MS-DOS Screenshot In July 1980 IBM assigned Microsoft to develop a 16-bit operating system for the personal computer for the fee of 186,000 dollars. Although the company Digital Research of Gary Kildall already had with CP/M 86 such a 16-bit version,but by circumstances no contract has been established with IBM. Microsoft did not have yet any operating system, Microsoft licensed CP/M from Digital Research in November 1977 for 50,000 dollars. Since Microsoft could not sell licenses, a corresponding agreement with the company Seattle Computer Products was reached for QDOS. QDOS is a 16-bit clone of CP/M and was finished by Tim Paterson in April 1980. At first Microsoft licensed QDOS for 25,000 dollars. After a licence agreement with IBM was signed, Bill Gates bought QDOS for 50,000 dollars in July 1981. How proved this was a very lucrative business. IBM delivered it on all IBM computers as PC DOS for the first time on the IBM 5150 PC, for all other ones the name MS-DOS was for OEM partner. MS DOS 1.0 consists of about 4,000 lines assembler code.

The command interpreter is integrated in the file with the internal commands for MS-DOS. Together with the file io.sys for simple device routines like the access to the monitor, keyboard, fixed storage disks and interfaces as well as the booting code these form the base operating system. DOS works very hardware near.

MS-DOS was wide spread in 1982 when 50 companies licensed MS-DOS. Software and hardware manufacturers build on this binary standard at this time. In 1983, the success of the PC system was clear the desire for a graphical surface was rising. Microsoft corresponded to the trend and announced a graphical user interface named Windows in 1983. Many other systems lost her market relevance at this time. In 1984 the number of PC and MS-DOS resellers increased to over 200. IBM published the AT computer in August, this one should refine the market for personal computer with MS-DOS 3.0/3.1. MS-DOS is already spread worldwide on Intel x86 computers in 1985. The easy extendibility of the computer by numerous plug-in cards of third party manufacturers, relatively low acquisition costs and a strongly growing amount of applications was a reason for it.

1988 was MS-DOS established and had reached measured on the market share a monopoly in the DOS market. The number of the MS-DOS installations grew worldwide to about 60 million and surpassed all other systems with that amount. Almost every software company offered standard applications like word processing, calculation or also special solutions like measurement tools, CAD (Computer Aided Design) or image processing for MS-DOS. The PC manufacturers designed her systems compatible to MS-DOS except for few manufacturers.

MS-DOS 5.0 allows the use of the High Memory and Upper Memory Area for DOS itself, TSR programs and drivers.

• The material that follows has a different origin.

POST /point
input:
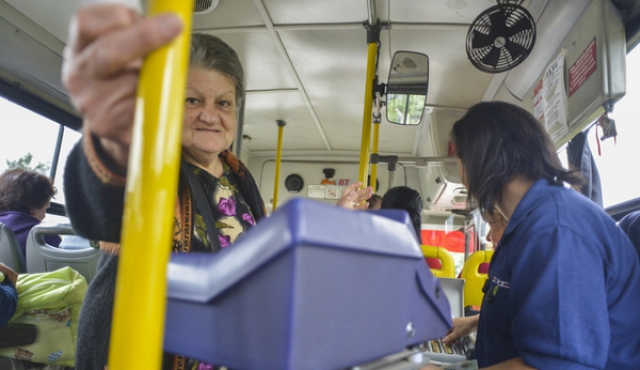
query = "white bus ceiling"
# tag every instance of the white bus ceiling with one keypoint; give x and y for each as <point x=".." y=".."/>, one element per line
<point x="305" y="63"/>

The most important new external commands in this version are DOSKEY, DOSSHELL, EDIT, EMM386 and LOADHIGH. UNDELETE can recover deleted files, UNFORMAT can undo the format of floppy disks. 2.88 mb floppy disk drives from IBM are now supported. The BASIC interpreter was improved in detail.

Update: With the release of Windows 95 up to Windows ME, MS-DOS become a minory role. It is installed to boot into Windows and to use MS-DOS programs. DOS programs can be used within the DOS box or you can boot directly to MS-DOS.

Today, Microsoft Disk Operating System is used for boot disks or similar purposes. It is not needed anymore to boot into Windows NT based operating systems.

Small reference of internal DOS commands

del, erase - delete files
rd, rmdir - delete directories
dir - show content of directories
cd, chdir - change current directory
cls - clear the screen
md, mkdir - create a directory
copy - copy of one or several files
ren, rename - rename of files or directories
type - shows the content of text files
set - shows the DOS environment variables or defines a new one
ver - shows the DOS version number
vol - shows the name of the storage drive

Small reference of external DOS commands

attrib - shows the attributes of files or set one of those
fdisk - partitioning or modify of the hard disk
move - move of files
mem - shows the occupancy of working memory
tree - shows the directory structure
format - format of storage drives

Field of Application
- booting system for storage media
- File management
- For single user systems only
- Network client (NetBEUI, IPX/SPX, TCP/IP)
- batch processing

Structure information
- 16-bit operating system, (formerly 8-bit)
- Single tasking
- command interpreter for internal and external commands
- external driver software imbedding for periphery devices possible

System environment
- minimum: 512 kbytes RAM, 5 mbyte harddisk storage (depends on version for full installation)
- FAT file system
- executable with every x86 compatible CPU
- low RAM and fixed storage disk needs

31st December 2001: Microsoft discontinued Support for MS-DOS

Phone support that may charged on an hourly base and extended, limited hotfix support has ended.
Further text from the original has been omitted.